Poverty Simulation
Poverty Simulation
All incoming Touro Law students were invited to participate in a Poverty Simulation during the 2023 Day of Service and Public Interest at Orientation this year. The event was organized by the Director of the Public Advocacy Center and Public Interest, Cate Carbonaro.
The immersive Poverty Simulation, offered in partnership with the New York State Courts Access to Justice Committee, provides students with critical knowledge in interacting with clients and helping them develop problem-solving skills while learning to work collaboratively. Student participants were assigned to groups, with each group representing a low-income family unit. The roles of different government and community organizations that these “families” interacted with were played by faculty and staff from the Law Center.
Poverty Simulations are interactive experiences that help participants begin to understand what life as a low-income community member might be like, with a shortage of money, an abundance of stress, and legal problems that are incomprehensible and frightening.
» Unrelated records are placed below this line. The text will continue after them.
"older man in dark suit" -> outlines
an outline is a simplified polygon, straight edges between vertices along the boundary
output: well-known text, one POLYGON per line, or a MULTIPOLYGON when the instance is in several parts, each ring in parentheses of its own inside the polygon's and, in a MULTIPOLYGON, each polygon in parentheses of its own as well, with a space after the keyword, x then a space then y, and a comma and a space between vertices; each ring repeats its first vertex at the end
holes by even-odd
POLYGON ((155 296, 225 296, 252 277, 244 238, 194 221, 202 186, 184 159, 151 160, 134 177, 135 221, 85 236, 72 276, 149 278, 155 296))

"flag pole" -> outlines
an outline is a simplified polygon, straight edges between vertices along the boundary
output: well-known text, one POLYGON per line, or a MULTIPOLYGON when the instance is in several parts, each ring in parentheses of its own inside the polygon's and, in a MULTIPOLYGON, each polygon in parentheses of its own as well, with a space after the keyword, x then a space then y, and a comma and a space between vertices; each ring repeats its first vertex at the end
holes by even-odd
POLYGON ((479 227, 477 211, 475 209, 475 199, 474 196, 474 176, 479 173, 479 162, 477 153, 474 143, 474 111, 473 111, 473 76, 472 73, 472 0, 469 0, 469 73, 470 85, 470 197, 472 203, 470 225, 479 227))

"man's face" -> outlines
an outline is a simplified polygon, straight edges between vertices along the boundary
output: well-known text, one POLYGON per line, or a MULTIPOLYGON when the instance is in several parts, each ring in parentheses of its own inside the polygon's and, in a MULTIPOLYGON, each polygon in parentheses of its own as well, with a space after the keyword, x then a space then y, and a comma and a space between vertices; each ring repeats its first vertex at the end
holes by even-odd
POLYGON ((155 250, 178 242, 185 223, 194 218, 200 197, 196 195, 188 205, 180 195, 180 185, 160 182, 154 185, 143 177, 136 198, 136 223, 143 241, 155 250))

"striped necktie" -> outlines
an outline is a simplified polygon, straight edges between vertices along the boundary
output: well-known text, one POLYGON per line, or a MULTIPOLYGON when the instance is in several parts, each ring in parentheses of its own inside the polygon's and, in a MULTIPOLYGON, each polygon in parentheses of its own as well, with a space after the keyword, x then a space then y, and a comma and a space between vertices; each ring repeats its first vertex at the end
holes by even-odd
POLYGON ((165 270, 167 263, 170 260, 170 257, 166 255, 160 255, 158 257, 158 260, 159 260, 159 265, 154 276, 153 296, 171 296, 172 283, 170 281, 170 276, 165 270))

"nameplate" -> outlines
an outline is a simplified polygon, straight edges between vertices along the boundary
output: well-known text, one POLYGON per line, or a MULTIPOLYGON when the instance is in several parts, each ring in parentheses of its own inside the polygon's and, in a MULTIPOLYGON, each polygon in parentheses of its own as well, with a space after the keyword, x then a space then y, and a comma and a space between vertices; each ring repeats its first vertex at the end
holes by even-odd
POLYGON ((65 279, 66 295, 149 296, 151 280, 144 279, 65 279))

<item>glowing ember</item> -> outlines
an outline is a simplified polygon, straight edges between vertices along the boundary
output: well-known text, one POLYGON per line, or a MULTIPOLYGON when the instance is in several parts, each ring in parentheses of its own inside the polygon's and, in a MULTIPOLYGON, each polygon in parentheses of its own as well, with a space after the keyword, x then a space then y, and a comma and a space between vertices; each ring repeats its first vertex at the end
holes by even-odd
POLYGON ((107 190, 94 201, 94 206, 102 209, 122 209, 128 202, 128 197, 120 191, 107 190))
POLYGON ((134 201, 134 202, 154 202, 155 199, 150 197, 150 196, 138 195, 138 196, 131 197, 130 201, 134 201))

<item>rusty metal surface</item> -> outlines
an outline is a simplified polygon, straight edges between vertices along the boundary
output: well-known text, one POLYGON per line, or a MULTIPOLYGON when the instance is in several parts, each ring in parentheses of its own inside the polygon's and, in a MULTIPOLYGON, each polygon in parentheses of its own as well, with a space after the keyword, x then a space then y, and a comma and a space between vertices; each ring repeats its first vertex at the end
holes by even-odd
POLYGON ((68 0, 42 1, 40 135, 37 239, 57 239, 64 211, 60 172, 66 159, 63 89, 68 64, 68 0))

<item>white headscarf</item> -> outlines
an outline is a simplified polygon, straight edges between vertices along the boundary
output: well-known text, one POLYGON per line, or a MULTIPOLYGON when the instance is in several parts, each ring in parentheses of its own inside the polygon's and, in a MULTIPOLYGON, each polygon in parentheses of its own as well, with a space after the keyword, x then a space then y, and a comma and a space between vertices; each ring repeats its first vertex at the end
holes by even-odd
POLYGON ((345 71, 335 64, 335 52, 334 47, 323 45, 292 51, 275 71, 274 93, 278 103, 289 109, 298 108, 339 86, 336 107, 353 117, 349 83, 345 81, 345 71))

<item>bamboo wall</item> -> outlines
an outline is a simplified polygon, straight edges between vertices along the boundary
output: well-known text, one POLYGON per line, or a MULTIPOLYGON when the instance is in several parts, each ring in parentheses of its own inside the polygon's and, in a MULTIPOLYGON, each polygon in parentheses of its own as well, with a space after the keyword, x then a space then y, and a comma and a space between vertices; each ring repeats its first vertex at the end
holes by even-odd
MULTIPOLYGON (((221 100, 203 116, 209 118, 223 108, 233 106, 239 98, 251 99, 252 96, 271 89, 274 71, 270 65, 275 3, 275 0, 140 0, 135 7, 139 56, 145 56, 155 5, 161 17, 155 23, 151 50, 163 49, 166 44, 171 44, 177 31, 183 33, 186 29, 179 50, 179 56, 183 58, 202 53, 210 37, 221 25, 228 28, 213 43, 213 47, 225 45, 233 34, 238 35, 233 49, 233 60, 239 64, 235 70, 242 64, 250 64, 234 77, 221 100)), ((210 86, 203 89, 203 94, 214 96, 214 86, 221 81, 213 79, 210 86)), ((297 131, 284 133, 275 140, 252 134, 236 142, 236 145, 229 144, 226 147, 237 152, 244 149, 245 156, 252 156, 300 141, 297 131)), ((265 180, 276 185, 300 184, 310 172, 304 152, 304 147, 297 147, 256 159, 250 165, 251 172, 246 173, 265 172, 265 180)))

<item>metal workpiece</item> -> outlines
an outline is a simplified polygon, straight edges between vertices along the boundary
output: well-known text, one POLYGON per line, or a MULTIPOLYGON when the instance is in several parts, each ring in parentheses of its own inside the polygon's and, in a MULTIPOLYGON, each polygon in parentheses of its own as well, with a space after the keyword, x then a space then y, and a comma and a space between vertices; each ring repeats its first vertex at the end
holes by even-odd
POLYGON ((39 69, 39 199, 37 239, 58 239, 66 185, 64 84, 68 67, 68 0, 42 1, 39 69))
By role-playing assigned identities and being scripted to engage in certain activities, the students had to figure out how to make ends meet by obtaining housing vouchers, finding childcare, cashing checks, paying for utilities, and going to community-based social services agencies for assistance. Students began to understand the lives and perspectives of their potential clients in a way that will influence the kind of attorneys they will strive to become. Though only receiving a glimpse into the real-life issues that low-income people face, the students who participated spoke about how moving the experience was for them.
“It is often hard to put yourself in someone else’s shoes, but the Poverty Simulation program forces you to see life from a different perspective and sometimes even make choices that you didn’t think you would make,” stated Carbonaro. “I’m so proud that this can be one of the first public interest experiences for our students. The program has a profound and resonating impact on all who participate and, I believe, makes us better lawyers and human beings.”